Contingency tables in SQL with Workbench
This tutorial can be run as a Jupyter notebook from the 5s-TES notebooks repository
Federated analysis on contingency tables is relatively simple. Counts are easy to federate: each TRE calculates their local count for some group, then these are aggregated by adding the counts together. Each cell of a contingency table is a count, so the table can be federated by requesting these counts, and then statistical analyses can be performed on the aggregate.

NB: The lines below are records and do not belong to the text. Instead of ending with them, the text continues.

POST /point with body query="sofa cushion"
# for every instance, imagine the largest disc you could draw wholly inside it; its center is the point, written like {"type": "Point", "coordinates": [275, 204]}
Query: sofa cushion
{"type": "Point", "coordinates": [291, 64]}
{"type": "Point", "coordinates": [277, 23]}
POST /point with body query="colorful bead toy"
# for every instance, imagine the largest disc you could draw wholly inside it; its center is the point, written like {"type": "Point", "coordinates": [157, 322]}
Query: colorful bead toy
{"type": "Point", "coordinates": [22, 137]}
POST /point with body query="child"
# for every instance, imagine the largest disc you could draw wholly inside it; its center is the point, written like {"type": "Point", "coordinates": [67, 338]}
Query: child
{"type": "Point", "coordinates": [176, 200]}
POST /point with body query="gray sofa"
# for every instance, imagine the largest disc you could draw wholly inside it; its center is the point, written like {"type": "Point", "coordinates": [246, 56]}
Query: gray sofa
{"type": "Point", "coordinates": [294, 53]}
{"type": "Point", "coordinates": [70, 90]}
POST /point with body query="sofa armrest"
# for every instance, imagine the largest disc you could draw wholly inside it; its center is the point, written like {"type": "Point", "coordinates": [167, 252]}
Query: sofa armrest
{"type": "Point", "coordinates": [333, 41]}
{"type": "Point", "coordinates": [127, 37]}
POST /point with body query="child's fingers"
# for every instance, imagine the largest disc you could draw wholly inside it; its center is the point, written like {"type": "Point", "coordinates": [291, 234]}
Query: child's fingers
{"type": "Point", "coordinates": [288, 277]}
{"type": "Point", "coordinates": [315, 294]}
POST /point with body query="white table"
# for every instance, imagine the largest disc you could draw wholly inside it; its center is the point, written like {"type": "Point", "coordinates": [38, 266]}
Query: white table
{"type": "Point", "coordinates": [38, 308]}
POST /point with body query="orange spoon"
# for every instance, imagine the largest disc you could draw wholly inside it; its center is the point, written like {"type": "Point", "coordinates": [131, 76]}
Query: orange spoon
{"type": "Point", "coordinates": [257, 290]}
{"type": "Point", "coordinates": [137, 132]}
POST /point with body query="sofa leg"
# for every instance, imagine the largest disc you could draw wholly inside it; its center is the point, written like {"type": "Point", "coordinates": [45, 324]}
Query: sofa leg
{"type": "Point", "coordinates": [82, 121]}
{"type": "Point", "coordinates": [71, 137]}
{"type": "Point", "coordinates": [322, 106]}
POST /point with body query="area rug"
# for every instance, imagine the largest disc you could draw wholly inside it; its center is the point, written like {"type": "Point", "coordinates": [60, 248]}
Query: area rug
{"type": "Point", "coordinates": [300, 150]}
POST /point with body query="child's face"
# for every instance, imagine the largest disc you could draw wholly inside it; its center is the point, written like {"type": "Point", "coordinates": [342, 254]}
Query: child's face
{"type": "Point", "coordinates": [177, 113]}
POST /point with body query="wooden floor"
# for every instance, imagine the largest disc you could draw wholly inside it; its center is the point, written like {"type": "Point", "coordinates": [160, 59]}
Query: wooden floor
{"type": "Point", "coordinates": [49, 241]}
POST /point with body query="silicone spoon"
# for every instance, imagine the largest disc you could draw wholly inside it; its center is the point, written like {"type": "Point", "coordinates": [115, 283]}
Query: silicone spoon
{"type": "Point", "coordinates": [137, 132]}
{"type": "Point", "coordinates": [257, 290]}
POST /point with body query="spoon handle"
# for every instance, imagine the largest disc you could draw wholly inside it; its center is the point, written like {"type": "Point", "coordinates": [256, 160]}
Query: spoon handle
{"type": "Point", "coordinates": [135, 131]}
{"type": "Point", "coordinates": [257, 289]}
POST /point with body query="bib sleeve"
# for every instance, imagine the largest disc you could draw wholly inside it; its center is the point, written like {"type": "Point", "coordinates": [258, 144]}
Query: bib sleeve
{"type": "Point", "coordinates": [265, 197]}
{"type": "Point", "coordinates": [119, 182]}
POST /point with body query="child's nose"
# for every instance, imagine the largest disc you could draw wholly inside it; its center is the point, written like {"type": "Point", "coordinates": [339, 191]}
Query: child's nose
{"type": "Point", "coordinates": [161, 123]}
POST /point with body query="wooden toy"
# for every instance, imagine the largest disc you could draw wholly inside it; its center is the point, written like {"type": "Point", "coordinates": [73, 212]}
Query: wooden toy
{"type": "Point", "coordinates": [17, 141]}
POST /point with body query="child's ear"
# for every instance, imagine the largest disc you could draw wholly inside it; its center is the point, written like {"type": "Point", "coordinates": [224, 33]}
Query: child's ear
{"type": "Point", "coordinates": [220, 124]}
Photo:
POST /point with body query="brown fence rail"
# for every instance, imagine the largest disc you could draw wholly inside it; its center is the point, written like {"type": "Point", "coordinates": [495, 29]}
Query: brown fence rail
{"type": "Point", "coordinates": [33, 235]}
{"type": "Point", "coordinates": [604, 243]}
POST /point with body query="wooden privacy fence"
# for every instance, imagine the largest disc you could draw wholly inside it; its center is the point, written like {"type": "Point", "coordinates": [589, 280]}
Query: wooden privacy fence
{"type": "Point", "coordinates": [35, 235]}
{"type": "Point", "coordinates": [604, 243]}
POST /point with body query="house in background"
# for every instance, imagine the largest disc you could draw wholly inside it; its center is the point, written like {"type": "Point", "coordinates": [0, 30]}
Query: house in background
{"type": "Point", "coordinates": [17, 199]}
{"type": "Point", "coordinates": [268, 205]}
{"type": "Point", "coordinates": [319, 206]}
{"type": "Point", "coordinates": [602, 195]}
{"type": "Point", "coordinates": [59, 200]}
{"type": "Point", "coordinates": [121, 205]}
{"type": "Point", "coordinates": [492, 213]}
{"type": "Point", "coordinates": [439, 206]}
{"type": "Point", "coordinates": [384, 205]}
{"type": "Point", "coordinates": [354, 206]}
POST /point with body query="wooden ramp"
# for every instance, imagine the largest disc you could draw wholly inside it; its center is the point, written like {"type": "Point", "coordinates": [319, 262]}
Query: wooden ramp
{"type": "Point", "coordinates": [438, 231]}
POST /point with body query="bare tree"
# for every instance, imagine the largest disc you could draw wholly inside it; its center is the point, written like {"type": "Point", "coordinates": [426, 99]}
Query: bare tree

The example data we will work with here is produced by the following SQL query:
hypertension_neoplasm_query = """
WITH hypertension AS (
SELECT
person_id,
CASE
WHEN person_id IN (
SELECT person_id
FROM "DelphiDemo".condition_occurrence
WHERE condition_concept_id = 320128
) THEN 'has_hypertension' ELSE 'no_hypertension' END AS hypertension_status
FROM "DelphiDemo".person
)
SELECT
CASE
WHEN p.person_id IN (
SELECT person_id
FROM "DelphiDemo".condition_occurrence
WHERE condition_concept_id = 139750
) THEN 'with'
ELSE 'without'
END AS neoplasm_status,
hypertension.hypertension_status,
COUNT(p.person_id) as n
FROM "DelphiDemo".person p
JOIN hypertension ON p.person_id = hypertension.person_id
GROUP BY neoplasm_status, hypertension_status
"""
This is built into a TES message using the Five Safes TES workbench, to run on the Delphi dataset. This is designed to run on a container which will run SQL queries, such as this one: harbor.federated-analytics.ac.uk/5s-tes-analysis-tools/5s-tes-analysis-tools-tre-sqlpg:1.0.0, which is encoded into the template.
Expand for example JSON
{
"name": "hypertension x neoplasm contingency table",
"description": "Simple SQL Task",
"outputs": [
{
"url": "s3://",
"path": "/outputs",
"type": "DIRECTORY",
"name": "Output",
"description": "Output results"
}
],
"executors": [
{
"image": "harbor.federated-analytics.ac.uk/5s-tes-analysis-tools/5s-tes-analysis-tools-tre-sqlpg:1.0.0",
"command": [
"--Output=/outputs/output.csv",
"--Query=\nWITH hypertension AS (\n SELECT\n person_id,\n CASE\n WHEN person_id IN (\n SELECT person_id\n FROM \"DelphiDemo\".condition_occurrence\n WHERE condition_concept_id = 320128\n ) THEN 'has_hypertension' ELSE 'no_hypertension' END AS hypertension_status\n FROM \"DelphiDemo\".person\n)\n\nSELECT\n CASE\n WHEN p.person_id IN (\n SELECT person_id\n FROM \"DelphiDemo\".condition_occurrence\n WHERE condition_concept_id = 139750\n ) THEN 'with'\n ELSE 'without'\n END AS neoplasm_status,\n hypertension.hypertension_status,\n COUNT(p.person_id) as n\nFROM \"DelphiDemo\".person p\n JOIN hypertension ON p.person_id = hypertension.person_id\nGROUP BY neoplasm_status, hypertension_status\n"
]
}
],
"volumes": [],
"tags": {
"project": "DelphiDemo",
"tres": "Nottingham TRE 01|Nottingham TRE 02"
},
"creation_time": "2026-05-14T16:02:13.342420+00:00"
}
The data returned by this analysis can be read into tables using the contingency_table_utils module supplied.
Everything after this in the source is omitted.